Father Angus stepped behind me and flipped my skirt up. He had to work it out with the good Lord himself — I knew how pure my heart was. I closed my eyes and prayed a Hail, then felt him penetrate and fuck. Without him being able to notice, I felt my way to my clit and masturbated. I didn't let him notice when I had an orgasm. He squirted grumbling and let his cock stick. "I'm not done yet," he growled, and after a while he resumed fucking. He kept fucking very pleasantly, I felt him squirting in again as I masturbated. Again he let his cock stick, "I need it again," and I nodded, "gladly!" He waited again for a while, then grabbed my hips and fucked, gradually speeding up, and I continued masturbating after orgasm. It seemed to me that he had barely squirted in a few more drops, but he'd had enough and so had I. I stayed on the table for a few more seconds until the storm around my cunt subsided, then I rose. I was a very devout person at the time, and I knelt down in front of him and whispered for him to bless me. "Bless me, Father," I asked, and he put his hand on my head and crossed in front of my face. Now I stood up. "Thank you, Grace Plunkett," he said softly and escorted me out. It was my 20th birthday.

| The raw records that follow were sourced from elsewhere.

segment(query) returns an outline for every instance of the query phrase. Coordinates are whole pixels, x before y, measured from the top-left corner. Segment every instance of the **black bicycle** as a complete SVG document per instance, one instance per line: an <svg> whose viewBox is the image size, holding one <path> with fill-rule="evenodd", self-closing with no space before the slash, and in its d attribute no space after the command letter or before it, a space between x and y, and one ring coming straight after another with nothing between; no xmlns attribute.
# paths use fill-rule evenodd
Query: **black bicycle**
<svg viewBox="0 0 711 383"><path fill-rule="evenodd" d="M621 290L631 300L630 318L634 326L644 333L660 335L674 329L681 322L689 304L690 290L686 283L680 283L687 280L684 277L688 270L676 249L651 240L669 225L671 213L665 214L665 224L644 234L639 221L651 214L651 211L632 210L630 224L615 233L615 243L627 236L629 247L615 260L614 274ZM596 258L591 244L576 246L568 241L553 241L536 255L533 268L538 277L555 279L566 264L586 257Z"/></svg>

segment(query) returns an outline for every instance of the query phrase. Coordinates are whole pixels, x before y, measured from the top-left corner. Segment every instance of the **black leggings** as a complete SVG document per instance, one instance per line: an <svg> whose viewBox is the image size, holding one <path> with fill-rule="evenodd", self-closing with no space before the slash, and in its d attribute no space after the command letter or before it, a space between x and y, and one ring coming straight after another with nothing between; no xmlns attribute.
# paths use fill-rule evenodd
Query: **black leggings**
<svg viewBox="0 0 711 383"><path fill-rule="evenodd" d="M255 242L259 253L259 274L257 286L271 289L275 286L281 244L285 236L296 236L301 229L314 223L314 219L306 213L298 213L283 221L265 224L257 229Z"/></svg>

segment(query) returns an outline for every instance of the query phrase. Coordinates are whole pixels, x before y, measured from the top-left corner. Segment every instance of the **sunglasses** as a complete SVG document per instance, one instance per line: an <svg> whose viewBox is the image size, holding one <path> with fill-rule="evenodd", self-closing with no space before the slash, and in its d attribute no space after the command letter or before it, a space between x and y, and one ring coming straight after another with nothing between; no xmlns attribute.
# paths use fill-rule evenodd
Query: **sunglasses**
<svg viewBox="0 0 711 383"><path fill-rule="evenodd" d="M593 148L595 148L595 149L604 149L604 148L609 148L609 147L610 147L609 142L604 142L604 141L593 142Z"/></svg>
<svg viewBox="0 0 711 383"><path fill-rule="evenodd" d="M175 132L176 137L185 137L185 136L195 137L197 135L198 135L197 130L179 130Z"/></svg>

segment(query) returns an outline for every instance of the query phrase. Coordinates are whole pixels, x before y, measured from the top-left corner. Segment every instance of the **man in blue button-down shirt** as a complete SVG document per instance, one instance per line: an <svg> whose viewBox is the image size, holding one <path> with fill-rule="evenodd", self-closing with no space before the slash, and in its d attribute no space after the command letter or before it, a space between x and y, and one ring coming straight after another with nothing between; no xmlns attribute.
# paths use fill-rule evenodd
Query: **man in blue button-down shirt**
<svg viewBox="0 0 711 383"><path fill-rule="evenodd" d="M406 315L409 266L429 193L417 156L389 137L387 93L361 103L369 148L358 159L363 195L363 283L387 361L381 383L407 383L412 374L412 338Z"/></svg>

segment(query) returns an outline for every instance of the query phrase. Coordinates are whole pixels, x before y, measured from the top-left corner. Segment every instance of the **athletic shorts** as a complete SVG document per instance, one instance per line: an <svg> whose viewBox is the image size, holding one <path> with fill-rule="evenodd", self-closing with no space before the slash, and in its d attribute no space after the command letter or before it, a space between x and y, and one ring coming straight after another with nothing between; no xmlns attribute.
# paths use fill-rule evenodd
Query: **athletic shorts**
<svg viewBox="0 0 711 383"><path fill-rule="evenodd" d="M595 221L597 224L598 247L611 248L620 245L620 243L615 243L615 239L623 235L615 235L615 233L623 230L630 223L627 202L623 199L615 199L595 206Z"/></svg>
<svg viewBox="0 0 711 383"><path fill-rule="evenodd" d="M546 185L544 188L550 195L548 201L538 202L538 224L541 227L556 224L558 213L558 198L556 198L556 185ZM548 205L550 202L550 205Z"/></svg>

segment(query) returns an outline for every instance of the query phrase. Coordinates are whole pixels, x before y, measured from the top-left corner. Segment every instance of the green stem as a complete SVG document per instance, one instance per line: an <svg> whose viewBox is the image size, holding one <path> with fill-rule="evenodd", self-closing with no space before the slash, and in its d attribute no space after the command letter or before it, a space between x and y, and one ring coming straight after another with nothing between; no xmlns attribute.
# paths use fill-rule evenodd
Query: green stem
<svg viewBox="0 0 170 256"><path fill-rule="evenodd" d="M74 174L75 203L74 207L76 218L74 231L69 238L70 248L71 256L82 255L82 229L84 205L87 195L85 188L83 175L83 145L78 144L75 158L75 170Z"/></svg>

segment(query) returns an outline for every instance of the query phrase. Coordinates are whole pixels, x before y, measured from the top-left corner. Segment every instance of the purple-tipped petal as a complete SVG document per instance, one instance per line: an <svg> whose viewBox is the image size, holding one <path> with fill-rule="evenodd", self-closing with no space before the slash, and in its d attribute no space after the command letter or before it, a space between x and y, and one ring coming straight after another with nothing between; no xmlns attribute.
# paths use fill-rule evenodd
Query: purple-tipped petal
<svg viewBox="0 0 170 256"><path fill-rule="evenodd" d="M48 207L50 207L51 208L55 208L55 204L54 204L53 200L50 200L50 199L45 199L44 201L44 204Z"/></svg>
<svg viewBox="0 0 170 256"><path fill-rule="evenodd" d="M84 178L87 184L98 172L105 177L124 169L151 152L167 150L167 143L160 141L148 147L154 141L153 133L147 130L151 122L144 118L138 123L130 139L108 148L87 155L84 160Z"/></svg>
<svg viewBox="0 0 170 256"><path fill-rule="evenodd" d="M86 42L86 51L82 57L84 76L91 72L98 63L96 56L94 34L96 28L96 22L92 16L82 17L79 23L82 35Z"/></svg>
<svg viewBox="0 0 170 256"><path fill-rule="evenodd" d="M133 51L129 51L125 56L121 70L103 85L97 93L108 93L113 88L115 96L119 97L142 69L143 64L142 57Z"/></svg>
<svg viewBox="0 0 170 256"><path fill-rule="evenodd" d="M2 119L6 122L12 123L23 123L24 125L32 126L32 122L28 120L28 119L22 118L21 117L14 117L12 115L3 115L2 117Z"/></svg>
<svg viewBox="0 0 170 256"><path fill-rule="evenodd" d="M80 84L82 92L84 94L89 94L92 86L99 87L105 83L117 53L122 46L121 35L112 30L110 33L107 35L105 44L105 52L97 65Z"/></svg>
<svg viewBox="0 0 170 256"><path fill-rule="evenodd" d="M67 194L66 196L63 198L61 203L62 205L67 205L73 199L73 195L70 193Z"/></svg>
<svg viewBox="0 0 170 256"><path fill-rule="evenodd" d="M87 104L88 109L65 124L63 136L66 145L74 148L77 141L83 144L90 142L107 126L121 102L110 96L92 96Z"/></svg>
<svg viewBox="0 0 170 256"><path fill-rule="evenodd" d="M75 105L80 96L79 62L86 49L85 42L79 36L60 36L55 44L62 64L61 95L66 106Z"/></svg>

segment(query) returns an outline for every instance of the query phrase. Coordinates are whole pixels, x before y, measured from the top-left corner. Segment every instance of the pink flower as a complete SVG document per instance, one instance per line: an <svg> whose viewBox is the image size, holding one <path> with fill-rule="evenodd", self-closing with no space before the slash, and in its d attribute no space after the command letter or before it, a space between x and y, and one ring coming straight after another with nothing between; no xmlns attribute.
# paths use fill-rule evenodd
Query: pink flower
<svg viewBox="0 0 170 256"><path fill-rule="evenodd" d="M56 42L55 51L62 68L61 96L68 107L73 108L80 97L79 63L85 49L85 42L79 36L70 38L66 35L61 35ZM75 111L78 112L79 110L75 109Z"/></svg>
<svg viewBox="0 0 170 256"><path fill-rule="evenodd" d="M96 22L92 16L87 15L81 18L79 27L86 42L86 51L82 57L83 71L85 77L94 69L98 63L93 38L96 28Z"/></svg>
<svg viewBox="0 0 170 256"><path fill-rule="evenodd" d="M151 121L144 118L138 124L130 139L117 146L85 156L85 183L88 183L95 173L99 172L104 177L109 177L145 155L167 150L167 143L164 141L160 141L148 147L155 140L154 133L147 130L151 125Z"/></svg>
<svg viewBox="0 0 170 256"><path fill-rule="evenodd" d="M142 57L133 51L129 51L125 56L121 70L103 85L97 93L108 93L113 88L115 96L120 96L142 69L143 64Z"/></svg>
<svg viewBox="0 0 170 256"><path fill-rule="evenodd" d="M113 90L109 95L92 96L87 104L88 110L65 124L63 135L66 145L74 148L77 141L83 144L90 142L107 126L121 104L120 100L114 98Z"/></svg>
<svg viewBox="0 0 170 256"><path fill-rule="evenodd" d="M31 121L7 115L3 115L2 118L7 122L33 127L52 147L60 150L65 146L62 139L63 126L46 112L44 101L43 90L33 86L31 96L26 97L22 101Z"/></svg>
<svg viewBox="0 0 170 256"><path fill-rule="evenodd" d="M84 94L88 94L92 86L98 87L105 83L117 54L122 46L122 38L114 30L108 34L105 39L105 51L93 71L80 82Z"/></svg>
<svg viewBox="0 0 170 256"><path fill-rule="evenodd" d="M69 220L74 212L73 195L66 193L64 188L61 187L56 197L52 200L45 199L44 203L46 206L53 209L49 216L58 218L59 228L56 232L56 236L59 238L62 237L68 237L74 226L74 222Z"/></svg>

We went to the dungeon three times in a row, he gave them comfort and the blessing, I let them fuck me and kissed each in tears, tomorrow he would go before the good Lord. Father Angus fucked me later in the sacristy, we didn't have to talk much, but I had him bless me each time before I went home high on life and devoted myself to my own lust. I took no part in any of the later attacks of our rebels, but I took in anyone who knocked on my door. Every Sunday evening, when the last had confessed, I went to Father Angus in the sacristy, for many years.

I didn't marry again, but I had a wonderful daughter, Patricia, when I was 39. She was the apple of my eye and was a gorgeous girl. She went out into the wide world when she was 20 and married a lovely guy in Galway. I had an open door all my life for the young and youngest fighters. I had hundreds of them fuck me, very many. I liked best the very young ones, the 13 and 14 year olds, after the first joyful shock most of them kept going until dawn and I loved that! The young lads came in droves to experience their first time in my arms.

They all left bright‐eyed the next morning.